A subset of liver cancer, it has been shown to have poorer outcomes because it is more resistant to chemo.
A new subset of liver cancer in children has been discovered
Liver cancer accounts for around one per cent of childhood cancers.
Around 20 cases are diagnosed each year, according to the Children with Cancer UK charity.
Most children do not present with any symptoms except for a large tummy or a lump.
There are two main types of liver tumours in children – hepatoblastoma, which is usually seen in under three year olds, and hepatocellular carcinoma, seen in kids and teens.
The five-year survival rates differ greatly between them – 70 per cent for hepatoblastoma and 30 per cent for hepatocellular carcinoma.
Dr Pavel Sumazin, first author of the study, said: “Until recently, nearly all paediatric liver cancers were classified as either hepatoblastoma or hepatocellular carcinoma.
“However, paediatric pathologists observed that some liver tumours have histological features that do not easily fit the hepatoblastoma or hepatocellular carcinoma models.
“These cancers are less likely to respond to chemotherapy, and patient outcomes are poor.”
Researchers from Baylor College of Medicine and Texas Children’s Cancer Center took cancerous tumours and analysed their genetics.

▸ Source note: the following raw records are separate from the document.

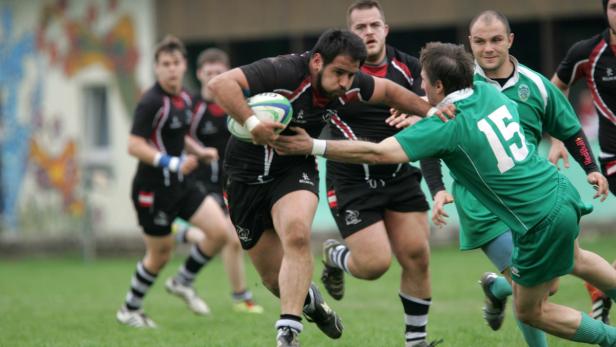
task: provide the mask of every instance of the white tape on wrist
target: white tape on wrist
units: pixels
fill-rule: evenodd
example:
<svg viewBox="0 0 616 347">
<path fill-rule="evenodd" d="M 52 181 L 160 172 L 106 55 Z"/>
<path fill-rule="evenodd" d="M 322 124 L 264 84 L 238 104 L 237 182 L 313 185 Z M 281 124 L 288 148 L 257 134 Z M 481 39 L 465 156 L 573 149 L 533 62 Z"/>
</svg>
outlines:
<svg viewBox="0 0 616 347">
<path fill-rule="evenodd" d="M 154 160 L 152 161 L 152 166 L 154 167 L 158 167 L 158 164 L 160 163 L 160 158 L 163 157 L 163 154 L 158 152 L 156 153 L 156 155 L 154 156 Z"/>
<path fill-rule="evenodd" d="M 428 113 L 426 113 L 426 117 L 430 117 L 430 116 L 434 116 L 434 114 L 436 113 L 436 111 L 438 111 L 438 108 L 436 107 L 432 107 L 428 110 Z"/>
<path fill-rule="evenodd" d="M 312 140 L 312 151 L 310 152 L 312 155 L 325 155 L 325 150 L 327 149 L 327 141 L 326 140 Z"/>
<path fill-rule="evenodd" d="M 167 167 L 169 168 L 169 171 L 171 172 L 178 172 L 181 165 L 182 165 L 182 160 L 180 158 L 171 157 L 171 159 L 169 159 L 169 166 Z"/>
<path fill-rule="evenodd" d="M 252 116 L 248 117 L 248 119 L 246 119 L 246 121 L 244 122 L 244 125 L 246 126 L 246 129 L 248 129 L 248 131 L 250 131 L 250 132 L 252 132 L 252 129 L 256 128 L 257 125 L 259 125 L 259 124 L 261 124 L 261 121 L 254 114 Z"/>
</svg>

They found some do not fit into the categories of either hepatoblastoma or hepatocellular carcinoma tumours.
Instead, these tumours exhibited recurring molecular features that have been observed in both HBs and HCCs.
Therefore, they designated these tumours as “hepatoblastomas with hepatocellular carcinoma features (HBCs)”.
Children with these tumours had poorer outcomes when not treated with more aggressive surgical approaches, including transplantation.
The findings, published in the Journal of Hepatology, suggest some kids may have been given treatment for one type of tumour when they could have benefited from a transplant.
But it also gives hope for the future that more children will be treated appropriately.
Dr Dolores Lopez-Terrada, corresponding author of the paper, said: “Our findings highlight the importance of molecular testing to accurately classify these tumours to optimise treatment recommendations at the time of initial diagnosis.
“Our analysis suggested that children with HBCs may benefit from treatment strategies that differ from the guidelines for patients with hepatoblastoma and hepatocellular carcinoma.”